Chez les plus performants, 16 types de bactéries ont augmenté, tandis que 11 ont diminué. Deux espèces se sont démarquées : Faecalibacterium et Roseburia hominis. Ces bactéries produisent du butyrate, un acide gras à chaîne courte qui alimente les cellules intestinales et renforce la barrière digestive contre les agents pathogènes. Ces variations bactériennes sont souvent observées chez les personnes en bonne santé, ce qui suggère un lien entre exercice physique et bien-être intestinal.
Des résultats nuancés mais prometteurs
Toutefois, les chercheurs n’ont pas détecté d’augmentation directe de ces acides gras dans les échantillons.
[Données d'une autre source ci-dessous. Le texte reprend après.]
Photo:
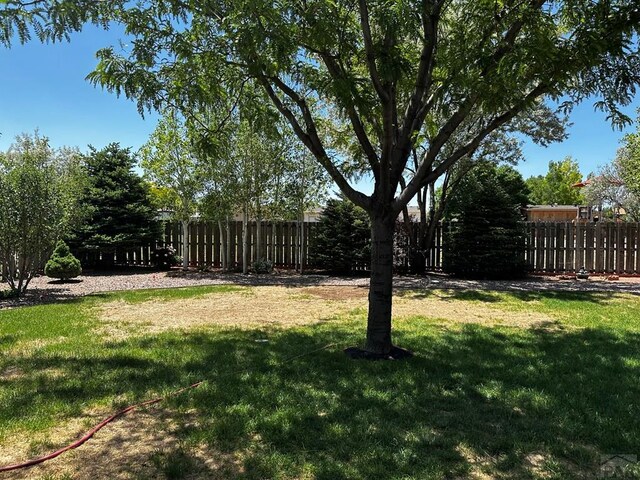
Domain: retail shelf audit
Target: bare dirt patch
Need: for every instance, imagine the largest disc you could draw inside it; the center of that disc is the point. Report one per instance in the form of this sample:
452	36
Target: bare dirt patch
251	308
283	307
137	445
336	293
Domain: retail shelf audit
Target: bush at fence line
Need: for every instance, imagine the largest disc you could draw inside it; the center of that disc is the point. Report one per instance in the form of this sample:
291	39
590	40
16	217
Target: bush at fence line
342	240
486	237
164	258
62	264
262	266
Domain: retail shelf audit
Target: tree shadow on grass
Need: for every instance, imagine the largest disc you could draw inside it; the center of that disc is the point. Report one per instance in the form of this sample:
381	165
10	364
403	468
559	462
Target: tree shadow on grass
515	404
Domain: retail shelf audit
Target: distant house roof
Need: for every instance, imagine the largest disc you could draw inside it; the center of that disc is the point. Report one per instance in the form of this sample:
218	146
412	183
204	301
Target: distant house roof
552	207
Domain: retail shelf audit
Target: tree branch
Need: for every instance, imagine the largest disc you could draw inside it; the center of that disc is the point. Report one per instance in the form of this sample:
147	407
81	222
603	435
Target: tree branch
310	137
370	54
422	177
337	72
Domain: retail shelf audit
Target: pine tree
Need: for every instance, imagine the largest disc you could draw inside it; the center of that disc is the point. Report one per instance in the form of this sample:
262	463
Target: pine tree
486	234
120	215
62	264
342	238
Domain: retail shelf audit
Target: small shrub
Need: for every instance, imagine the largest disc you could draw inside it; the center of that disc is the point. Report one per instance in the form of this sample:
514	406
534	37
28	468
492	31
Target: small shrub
165	258
62	264
262	266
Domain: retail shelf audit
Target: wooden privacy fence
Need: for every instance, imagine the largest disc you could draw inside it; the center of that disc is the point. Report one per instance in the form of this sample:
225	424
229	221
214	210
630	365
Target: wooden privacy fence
284	243
602	247
550	247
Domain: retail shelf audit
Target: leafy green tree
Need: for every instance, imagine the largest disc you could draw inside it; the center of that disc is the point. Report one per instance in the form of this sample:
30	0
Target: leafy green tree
169	161
119	212
486	234
50	20
363	83
31	210
628	161
342	238
62	264
556	187
616	186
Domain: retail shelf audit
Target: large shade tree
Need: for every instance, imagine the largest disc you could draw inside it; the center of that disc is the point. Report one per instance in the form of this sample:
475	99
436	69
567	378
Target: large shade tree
396	73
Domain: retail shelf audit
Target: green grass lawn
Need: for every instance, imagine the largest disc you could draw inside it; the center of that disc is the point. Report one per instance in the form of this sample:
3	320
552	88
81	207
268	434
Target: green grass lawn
476	401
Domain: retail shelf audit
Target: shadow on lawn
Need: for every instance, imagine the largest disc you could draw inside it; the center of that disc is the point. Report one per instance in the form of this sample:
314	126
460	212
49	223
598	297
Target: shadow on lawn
507	403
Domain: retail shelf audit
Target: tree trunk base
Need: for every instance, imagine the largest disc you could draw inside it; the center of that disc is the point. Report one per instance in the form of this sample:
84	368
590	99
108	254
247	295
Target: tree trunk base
396	353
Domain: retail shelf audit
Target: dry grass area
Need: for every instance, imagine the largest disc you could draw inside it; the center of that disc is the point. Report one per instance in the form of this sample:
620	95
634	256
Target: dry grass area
283	307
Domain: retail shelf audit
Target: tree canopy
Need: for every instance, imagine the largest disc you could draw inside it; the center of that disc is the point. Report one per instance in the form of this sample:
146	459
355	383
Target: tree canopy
557	186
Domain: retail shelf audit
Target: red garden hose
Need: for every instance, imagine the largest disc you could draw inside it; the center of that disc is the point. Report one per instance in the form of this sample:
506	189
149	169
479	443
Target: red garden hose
110	419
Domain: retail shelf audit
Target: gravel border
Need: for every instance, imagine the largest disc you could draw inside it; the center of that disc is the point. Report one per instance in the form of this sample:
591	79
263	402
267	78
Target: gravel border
44	290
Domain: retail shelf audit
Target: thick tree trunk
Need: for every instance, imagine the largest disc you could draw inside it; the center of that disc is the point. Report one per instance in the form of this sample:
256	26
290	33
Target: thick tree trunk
380	290
229	266
245	241
223	247
258	248
185	244
302	240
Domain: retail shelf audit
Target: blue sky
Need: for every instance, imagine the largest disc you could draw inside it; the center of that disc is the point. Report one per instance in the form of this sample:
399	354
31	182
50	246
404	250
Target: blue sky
44	87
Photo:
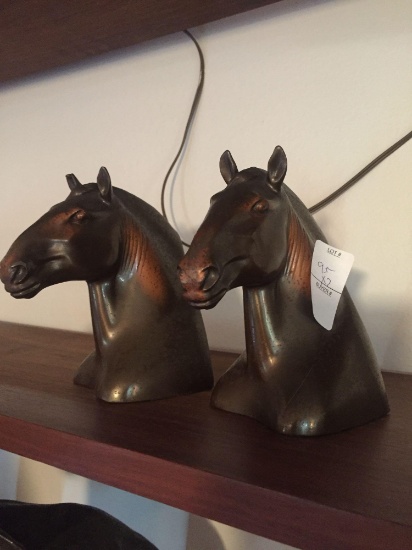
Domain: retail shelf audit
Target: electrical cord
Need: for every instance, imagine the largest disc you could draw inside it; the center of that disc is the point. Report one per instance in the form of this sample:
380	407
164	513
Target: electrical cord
192	114
316	207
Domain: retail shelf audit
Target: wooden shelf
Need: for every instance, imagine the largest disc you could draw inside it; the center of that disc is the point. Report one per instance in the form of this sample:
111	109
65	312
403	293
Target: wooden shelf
347	491
44	34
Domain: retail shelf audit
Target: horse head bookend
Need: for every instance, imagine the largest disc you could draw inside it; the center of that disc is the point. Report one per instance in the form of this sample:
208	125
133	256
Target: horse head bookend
295	376
149	343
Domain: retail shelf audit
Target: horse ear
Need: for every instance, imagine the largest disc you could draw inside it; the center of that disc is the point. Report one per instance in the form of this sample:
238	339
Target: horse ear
104	183
73	182
277	167
228	167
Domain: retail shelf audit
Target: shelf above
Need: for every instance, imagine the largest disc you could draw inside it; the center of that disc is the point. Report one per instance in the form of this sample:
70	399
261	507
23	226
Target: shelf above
45	34
347	491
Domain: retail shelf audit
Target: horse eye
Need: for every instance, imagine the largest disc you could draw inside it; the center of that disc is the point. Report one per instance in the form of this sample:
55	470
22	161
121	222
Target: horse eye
78	216
260	206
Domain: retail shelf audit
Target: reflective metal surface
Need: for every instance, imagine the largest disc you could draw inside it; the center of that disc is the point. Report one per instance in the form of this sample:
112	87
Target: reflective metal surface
150	343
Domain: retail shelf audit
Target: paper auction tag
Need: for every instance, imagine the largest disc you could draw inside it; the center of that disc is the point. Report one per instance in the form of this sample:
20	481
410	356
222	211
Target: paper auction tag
329	272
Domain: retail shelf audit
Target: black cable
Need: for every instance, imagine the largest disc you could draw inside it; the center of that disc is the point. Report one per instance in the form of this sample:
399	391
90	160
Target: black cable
316	207
360	174
192	113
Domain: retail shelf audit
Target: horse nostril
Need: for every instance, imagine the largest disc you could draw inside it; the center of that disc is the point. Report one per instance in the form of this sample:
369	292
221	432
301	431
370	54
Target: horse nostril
18	272
211	275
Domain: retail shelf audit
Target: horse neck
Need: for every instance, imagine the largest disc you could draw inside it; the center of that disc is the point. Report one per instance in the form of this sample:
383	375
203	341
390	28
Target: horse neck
125	296
266	307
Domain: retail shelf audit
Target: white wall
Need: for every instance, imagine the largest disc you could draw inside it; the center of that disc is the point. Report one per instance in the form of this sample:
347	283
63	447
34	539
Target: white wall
330	81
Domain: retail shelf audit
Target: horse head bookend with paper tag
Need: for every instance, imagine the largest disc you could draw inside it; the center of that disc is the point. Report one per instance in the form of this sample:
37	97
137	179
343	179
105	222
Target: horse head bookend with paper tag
149	343
295	376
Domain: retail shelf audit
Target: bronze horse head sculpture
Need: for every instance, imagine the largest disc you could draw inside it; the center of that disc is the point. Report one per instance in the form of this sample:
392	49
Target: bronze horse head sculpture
295	376
149	343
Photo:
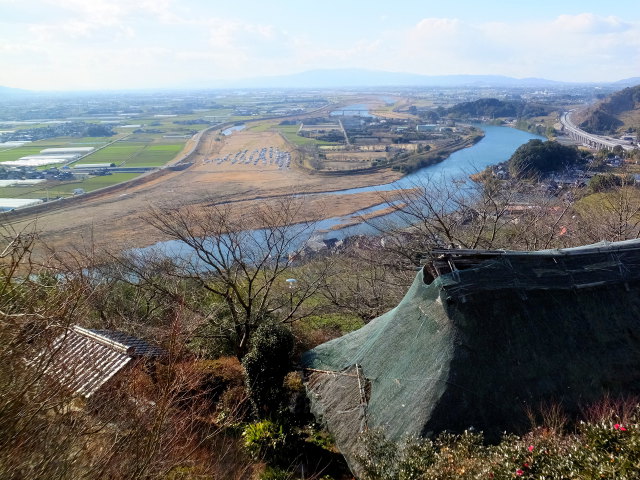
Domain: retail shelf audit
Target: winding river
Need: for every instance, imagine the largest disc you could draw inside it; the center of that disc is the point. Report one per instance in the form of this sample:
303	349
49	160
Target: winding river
497	146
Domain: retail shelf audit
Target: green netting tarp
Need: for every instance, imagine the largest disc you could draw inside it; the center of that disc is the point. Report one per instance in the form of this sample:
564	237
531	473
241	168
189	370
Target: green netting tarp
480	345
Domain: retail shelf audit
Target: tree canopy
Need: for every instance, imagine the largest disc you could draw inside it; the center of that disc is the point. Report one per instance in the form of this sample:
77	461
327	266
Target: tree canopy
536	157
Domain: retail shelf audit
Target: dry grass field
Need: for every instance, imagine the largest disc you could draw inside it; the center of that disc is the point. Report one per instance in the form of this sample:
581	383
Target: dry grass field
115	219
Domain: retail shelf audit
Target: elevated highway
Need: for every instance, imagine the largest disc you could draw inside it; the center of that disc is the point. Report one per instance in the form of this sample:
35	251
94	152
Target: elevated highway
589	139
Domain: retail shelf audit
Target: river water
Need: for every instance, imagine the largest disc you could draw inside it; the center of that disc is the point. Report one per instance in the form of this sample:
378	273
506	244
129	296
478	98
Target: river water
497	146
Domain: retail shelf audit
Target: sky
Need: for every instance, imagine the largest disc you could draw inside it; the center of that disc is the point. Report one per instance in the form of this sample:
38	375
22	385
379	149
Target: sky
133	44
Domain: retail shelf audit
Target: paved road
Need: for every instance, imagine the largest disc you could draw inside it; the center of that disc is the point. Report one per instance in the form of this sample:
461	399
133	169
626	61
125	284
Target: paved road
603	142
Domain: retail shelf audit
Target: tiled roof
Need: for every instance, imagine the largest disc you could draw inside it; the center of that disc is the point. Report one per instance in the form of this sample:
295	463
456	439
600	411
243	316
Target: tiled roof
83	360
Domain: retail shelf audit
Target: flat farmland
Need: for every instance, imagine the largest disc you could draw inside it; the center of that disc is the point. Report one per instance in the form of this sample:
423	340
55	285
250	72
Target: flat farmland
115	216
135	154
53	189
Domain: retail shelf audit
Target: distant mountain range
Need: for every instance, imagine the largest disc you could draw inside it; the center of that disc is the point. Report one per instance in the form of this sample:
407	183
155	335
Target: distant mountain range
10	92
351	78
345	78
355	77
604	118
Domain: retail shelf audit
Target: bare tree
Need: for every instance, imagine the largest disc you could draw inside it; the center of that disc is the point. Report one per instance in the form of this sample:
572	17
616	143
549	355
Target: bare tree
243	260
448	213
612	215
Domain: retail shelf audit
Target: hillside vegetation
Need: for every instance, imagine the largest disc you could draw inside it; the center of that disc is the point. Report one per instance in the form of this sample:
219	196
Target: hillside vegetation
605	116
494	108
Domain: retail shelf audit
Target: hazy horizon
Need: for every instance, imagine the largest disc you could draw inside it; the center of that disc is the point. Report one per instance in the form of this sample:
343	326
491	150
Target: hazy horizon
165	44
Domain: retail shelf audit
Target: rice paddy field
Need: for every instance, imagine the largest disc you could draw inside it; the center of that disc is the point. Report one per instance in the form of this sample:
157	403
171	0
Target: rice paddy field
54	189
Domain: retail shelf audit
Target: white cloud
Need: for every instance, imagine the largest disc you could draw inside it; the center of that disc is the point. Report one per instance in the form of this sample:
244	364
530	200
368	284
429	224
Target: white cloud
118	43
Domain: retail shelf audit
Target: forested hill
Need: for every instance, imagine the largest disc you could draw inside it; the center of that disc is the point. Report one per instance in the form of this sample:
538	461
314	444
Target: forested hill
494	108
604	116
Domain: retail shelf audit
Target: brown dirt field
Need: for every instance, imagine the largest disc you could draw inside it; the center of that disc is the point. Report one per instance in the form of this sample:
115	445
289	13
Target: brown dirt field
115	219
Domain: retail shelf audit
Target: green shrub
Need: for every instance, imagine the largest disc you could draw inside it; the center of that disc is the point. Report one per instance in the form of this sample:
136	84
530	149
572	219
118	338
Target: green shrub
265	440
266	365
605	448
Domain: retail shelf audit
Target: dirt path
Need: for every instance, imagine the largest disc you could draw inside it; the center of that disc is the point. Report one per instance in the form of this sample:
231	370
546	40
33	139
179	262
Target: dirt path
115	219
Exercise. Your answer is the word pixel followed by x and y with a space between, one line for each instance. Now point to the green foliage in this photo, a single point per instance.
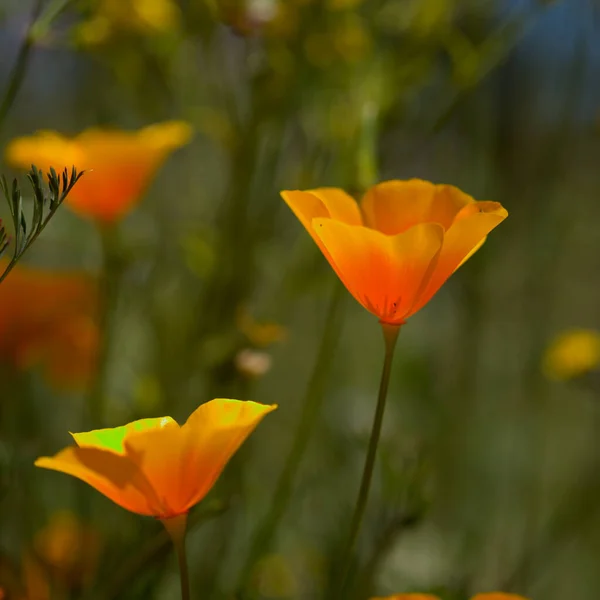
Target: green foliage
pixel 45 204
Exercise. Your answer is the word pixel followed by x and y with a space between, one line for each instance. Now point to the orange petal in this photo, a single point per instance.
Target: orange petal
pixel 332 203
pixel 182 464
pixel 408 597
pixel 498 596
pixel 117 477
pixel 465 236
pixel 393 206
pixel 384 273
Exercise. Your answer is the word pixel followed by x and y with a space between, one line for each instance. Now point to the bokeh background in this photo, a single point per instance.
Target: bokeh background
pixel 489 469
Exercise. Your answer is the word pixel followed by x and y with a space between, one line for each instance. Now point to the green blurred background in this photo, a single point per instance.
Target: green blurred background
pixel 488 474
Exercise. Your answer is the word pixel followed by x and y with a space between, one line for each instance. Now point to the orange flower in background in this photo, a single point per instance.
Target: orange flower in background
pixel 119 164
pixel 397 248
pixel 155 467
pixel 47 320
pixel 68 549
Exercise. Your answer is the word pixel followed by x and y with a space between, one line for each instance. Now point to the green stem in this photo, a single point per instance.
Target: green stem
pixel 390 334
pixel 112 269
pixel 17 75
pixel 176 528
pixel 310 410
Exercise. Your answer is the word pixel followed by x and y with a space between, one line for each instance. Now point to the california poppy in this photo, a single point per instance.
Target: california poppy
pixel 119 164
pixel 154 466
pixel 47 319
pixel 395 250
pixel 488 596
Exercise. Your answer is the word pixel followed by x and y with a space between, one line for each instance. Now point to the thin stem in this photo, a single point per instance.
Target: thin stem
pixel 17 74
pixel 112 269
pixel 390 334
pixel 310 410
pixel 176 528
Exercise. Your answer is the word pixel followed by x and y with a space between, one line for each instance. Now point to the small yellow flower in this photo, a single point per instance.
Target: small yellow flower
pixel 572 354
pixel 143 17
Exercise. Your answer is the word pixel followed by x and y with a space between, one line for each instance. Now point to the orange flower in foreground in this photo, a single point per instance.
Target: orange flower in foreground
pixel 47 319
pixel 155 467
pixel 119 164
pixel 395 250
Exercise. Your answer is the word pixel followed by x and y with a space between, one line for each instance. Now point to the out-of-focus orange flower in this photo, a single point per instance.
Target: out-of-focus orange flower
pixel 572 354
pixel 498 596
pixel 68 548
pixel 408 597
pixel 119 164
pixel 47 319
pixel 488 596
pixel 155 467
pixel 396 249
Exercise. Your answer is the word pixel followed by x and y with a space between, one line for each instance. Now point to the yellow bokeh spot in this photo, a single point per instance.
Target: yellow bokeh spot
pixel 572 354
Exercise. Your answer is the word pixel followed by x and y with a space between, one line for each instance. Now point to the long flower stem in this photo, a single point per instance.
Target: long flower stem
pixel 17 74
pixel 112 269
pixel 176 528
pixel 310 411
pixel 390 335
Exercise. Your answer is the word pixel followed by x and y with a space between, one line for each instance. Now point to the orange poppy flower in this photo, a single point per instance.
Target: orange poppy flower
pixel 47 319
pixel 119 164
pixel 408 597
pixel 155 467
pixel 395 250
pixel 488 596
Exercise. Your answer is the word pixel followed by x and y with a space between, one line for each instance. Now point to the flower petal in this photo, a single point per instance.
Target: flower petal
pixel 465 236
pixel 182 464
pixel 112 438
pixel 113 475
pixel 384 273
pixel 393 206
pixel 331 203
pixel 498 596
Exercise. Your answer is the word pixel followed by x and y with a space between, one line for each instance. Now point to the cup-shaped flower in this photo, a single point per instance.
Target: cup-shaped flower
pixel 396 249
pixel 119 164
pixel 154 466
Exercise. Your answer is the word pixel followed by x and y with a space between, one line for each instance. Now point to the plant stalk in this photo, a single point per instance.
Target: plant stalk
pixel 176 528
pixel 390 335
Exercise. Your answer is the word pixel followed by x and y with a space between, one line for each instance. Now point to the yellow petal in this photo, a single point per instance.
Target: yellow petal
pixel 115 476
pixel 45 149
pixel 393 206
pixel 182 464
pixel 465 236
pixel 112 438
pixel 384 273
pixel 332 203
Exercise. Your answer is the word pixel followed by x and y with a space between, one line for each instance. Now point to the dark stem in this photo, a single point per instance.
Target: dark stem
pixel 310 411
pixel 176 528
pixel 390 334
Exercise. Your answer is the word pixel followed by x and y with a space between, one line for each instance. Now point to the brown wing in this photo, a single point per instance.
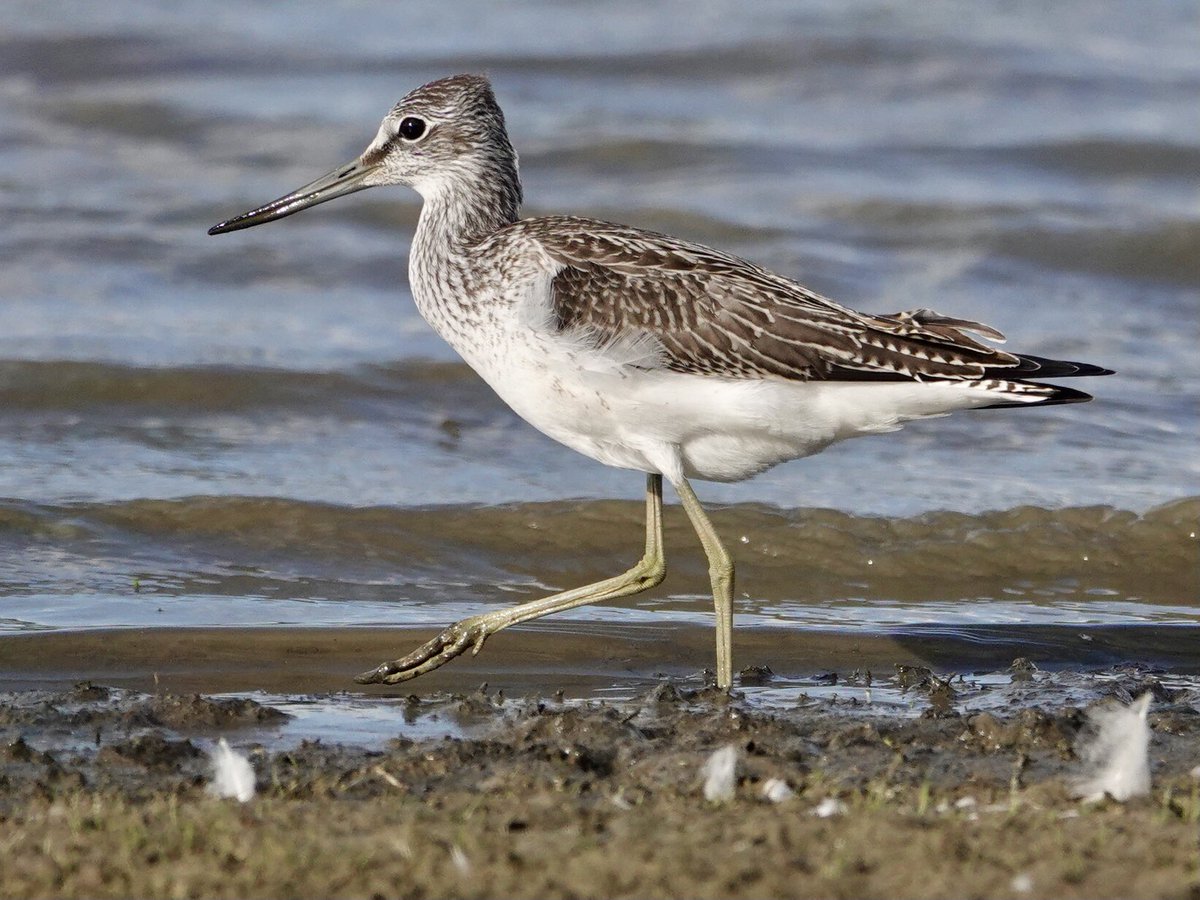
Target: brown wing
pixel 719 315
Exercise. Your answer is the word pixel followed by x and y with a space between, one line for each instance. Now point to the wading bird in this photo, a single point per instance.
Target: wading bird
pixel 642 351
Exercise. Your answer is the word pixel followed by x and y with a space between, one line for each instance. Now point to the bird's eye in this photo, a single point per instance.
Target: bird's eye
pixel 411 127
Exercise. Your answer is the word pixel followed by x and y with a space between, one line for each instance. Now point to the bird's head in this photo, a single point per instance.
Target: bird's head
pixel 444 135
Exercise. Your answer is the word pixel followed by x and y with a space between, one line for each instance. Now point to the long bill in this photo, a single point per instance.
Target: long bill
pixel 339 183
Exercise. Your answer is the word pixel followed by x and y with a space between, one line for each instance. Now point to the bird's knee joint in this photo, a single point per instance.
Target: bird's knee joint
pixel 651 574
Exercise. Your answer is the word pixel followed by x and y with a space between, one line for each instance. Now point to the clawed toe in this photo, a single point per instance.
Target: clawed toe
pixel 430 655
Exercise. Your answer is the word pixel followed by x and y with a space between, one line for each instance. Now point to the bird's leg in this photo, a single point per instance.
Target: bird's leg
pixel 471 633
pixel 720 571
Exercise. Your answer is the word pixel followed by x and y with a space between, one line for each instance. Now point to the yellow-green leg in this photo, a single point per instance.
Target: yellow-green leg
pixel 720 571
pixel 472 633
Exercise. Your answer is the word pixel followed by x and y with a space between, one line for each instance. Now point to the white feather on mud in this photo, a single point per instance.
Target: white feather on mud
pixel 232 773
pixel 1116 753
pixel 720 773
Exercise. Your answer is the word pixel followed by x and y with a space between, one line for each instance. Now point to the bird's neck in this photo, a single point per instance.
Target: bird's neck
pixel 444 269
pixel 463 210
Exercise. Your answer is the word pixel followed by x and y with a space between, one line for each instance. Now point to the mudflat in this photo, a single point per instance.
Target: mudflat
pixel 103 792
Autrement dit, la présence accrue de bactéries bénéfiques ne garantit pas automatiquement une production plus élevée de composés protecteurs.
De plus, l’étude souligne la complexité du microbiome : certaines bactéries dites « bonnes » ont diminué, tandis que d’autres, parfois associées à des troubles de santé, ont augmenté. Ce constat rappelle que chaque microbiote est unique et que ses réactions varient d’un individu à l’autre.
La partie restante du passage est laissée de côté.